Methods: We identified stroke patients transferred from 30 RH between 2010 and 2016 for which (1) the RH computed tomography (CT) and (2) either CT/CT angiography or MRI at arrival were available for review. Initial ASPECT scores and baseline imaging characteristics were evaluated by 2 raters. The main outcome variable was pre-defined as receiving EVT at the TCSC after transfer. To analyze different options for improving triaging criteria for EVT at the RH, we generated various data-based situations accounting for the presumed vascular occlusion status based first on data available only at the RH and then by imputing vascular imaging information gathered at the TCSC presuming it could have been captured at the RH. The predictive ability of each situation, using varying NIHSS thresholds, was evaluated to find an optimal sensitivity (Se) - specificity (Sp) threshold.

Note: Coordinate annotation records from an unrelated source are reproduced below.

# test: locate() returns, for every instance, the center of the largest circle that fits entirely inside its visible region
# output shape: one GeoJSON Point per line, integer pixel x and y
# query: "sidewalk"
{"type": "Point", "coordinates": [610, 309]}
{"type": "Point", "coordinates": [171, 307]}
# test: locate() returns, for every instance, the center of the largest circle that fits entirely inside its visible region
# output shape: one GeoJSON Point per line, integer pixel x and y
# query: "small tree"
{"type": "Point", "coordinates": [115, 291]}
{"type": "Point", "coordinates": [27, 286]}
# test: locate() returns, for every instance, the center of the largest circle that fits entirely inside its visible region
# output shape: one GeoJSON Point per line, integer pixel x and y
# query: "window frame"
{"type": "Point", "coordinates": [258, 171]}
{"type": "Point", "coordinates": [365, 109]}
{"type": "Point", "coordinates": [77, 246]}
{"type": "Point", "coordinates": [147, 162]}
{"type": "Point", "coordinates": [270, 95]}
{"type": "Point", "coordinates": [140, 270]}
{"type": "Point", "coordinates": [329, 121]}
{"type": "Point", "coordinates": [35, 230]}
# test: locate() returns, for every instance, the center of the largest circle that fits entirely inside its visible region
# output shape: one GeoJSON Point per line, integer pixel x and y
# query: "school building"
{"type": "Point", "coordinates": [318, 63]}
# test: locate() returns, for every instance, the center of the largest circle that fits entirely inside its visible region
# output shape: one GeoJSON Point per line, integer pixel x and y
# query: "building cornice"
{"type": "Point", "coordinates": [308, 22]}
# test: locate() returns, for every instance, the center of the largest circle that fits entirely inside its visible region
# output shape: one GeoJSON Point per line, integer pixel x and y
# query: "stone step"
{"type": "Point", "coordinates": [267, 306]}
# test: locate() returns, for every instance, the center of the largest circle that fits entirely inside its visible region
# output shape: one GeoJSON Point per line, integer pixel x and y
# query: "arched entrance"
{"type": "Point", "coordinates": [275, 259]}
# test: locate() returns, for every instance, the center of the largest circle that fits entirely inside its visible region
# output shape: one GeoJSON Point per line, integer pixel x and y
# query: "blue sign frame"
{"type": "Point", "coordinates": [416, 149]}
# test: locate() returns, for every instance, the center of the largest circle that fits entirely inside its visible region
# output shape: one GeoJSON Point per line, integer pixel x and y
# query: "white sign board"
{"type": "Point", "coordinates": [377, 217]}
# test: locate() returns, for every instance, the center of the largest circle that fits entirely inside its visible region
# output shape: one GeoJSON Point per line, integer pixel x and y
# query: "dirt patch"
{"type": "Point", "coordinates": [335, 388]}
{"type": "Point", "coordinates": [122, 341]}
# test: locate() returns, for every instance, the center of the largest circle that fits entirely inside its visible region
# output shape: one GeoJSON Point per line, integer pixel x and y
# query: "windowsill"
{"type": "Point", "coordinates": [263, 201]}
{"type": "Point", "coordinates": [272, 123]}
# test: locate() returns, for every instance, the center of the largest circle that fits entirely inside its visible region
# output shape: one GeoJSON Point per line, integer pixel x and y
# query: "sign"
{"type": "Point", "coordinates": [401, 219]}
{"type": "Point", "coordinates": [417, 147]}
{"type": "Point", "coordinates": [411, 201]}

Results: A total of 508 patients were included in the analysis (mean age 69.7 ± 14.8, 41.9% females). Application of current guidelines for EVT eligibility (NIHSS >6, ASPECTs≥6, Time<6h) yielded a sensitivity (Se) of 92% (95%CI, 0.84-0.96) and a specificity (Sp) of 53% (95%CI, 0.48-0.57) for receiving EVT. Repeated simulations identified an optimal selection threshold of NIHSS≥9 if accompanied by RH vascular imaging (Se=91%; 95% CI, 83%-95%and Sp=80%; 95% CI 75%-83%). Using these criteria, for every 5 patients transferred for EVT, 2.5 would receive the treatment and one futile transfer would be prevented.

Conclusion: Implementation of vascular imaging at RH would result in significantly fewer futile transfers for EVT. The optimal trade-off between time, cost and imaging will impact the number needed to transfer and will depend on local resources and capabilities.